By Olivia Raimonde and Alex Longley
Futures in New York gained as much as 8.7% on Tuesday and are set to close at a five-week high. The Energy Information Administration revised down its 2020 and 2021 crude output forecasts in its monthly Short-Term Energy Outlook. Pockets of demand are starting to emerge in India and China and, while a huge glut remains, the increase in global stockpiles is slowing. Saudi Arabia plans to cut production by an additional 1 million barrels a day, easing concerns over storage capacity hitting limits worldwide.
“Production is indeed dropping and it might stay down for longer than people thought,” Bart Melek, head of commodity strategy at Toronto Dominion Bank said.
Saudi Arabia’s move to reduce output by more than required under the OPEC+ deal was followed by pledges from the United Arab Emirates and Kuwait. The decision prompted U.S. President Donald Trump to tweet that the production cuts are raising oil prices and that “Our great Energy Companies, with millions of JOBS, are starting to look very good again.”

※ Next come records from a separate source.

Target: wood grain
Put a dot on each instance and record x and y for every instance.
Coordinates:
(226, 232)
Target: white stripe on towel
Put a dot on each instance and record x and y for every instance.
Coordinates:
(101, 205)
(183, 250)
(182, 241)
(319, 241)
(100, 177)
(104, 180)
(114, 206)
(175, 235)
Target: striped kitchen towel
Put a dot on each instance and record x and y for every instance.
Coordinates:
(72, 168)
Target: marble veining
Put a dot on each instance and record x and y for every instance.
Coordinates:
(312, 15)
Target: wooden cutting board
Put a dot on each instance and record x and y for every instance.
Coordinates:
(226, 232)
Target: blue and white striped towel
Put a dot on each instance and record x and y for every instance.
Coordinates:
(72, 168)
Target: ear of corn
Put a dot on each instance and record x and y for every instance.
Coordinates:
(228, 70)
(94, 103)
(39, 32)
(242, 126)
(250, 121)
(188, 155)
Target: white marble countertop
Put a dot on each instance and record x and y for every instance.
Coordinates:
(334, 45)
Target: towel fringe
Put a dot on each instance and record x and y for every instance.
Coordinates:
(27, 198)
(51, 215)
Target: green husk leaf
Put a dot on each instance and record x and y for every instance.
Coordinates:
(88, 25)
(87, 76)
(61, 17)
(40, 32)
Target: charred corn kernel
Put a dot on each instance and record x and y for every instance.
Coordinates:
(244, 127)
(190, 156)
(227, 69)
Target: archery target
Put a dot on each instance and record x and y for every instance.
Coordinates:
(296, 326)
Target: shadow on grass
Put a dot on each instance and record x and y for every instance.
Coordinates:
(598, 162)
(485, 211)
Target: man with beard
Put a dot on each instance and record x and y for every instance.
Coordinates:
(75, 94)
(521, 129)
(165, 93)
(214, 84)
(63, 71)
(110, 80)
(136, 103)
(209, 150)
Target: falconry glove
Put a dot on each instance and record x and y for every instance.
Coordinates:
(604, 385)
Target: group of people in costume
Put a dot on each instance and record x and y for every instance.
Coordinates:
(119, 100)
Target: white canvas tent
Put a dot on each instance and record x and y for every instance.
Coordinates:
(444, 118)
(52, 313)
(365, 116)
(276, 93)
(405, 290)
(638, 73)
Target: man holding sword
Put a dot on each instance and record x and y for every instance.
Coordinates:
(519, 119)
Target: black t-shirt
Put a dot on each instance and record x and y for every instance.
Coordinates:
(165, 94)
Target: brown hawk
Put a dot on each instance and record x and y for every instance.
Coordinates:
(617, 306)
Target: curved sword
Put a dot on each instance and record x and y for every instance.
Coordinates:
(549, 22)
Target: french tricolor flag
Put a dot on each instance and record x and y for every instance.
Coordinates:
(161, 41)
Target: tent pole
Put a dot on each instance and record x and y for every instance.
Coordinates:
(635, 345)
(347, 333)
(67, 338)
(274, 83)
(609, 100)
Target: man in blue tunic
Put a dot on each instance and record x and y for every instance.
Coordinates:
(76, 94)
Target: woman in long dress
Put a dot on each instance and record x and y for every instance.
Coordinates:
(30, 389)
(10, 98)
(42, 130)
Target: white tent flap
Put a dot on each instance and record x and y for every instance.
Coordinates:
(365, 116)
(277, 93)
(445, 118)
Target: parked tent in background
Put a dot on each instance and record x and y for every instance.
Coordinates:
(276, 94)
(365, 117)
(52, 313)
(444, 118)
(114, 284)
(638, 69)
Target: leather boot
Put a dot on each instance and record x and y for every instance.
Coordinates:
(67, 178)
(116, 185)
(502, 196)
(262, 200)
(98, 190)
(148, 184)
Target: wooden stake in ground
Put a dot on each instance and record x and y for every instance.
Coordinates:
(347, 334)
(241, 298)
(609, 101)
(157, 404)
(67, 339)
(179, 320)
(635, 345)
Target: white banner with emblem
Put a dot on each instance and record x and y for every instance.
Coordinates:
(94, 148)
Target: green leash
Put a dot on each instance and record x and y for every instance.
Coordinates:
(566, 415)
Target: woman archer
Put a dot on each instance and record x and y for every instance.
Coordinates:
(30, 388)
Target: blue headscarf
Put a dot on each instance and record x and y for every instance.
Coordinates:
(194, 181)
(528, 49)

Still, oil is down almost 60% this year with little clarity about when, and if, global consumption will fully return. Consultancy IHS Markit doesn’t see oil recovering to pre-virus levels until the second half of 2021. The U.S. also lowered its global petroleum demand forecast to 92.6 million barrels a day from 95.5 million a month ago. That compares with a supply outlook of over 95 million barrels a day.
“The road to an oil price recovery will likely be choppy and plagued with stop-and-go rallies and selling cycles until some level of price certainty is restored,” said Roger Diwan, vice president of financial services at IHS Markit.
See also: Saudis in ‘Whatever It Takes’ Mode to Fast-Track Recovery: RBC
Saudi Arabia aims to pump just under 7.5 million barrels a day in June, compared with an official target of about 8.5 million a day. Kuwait and the U.A.E. also plan additional daily curbs of 80,000 barrels and 100,000, respectively.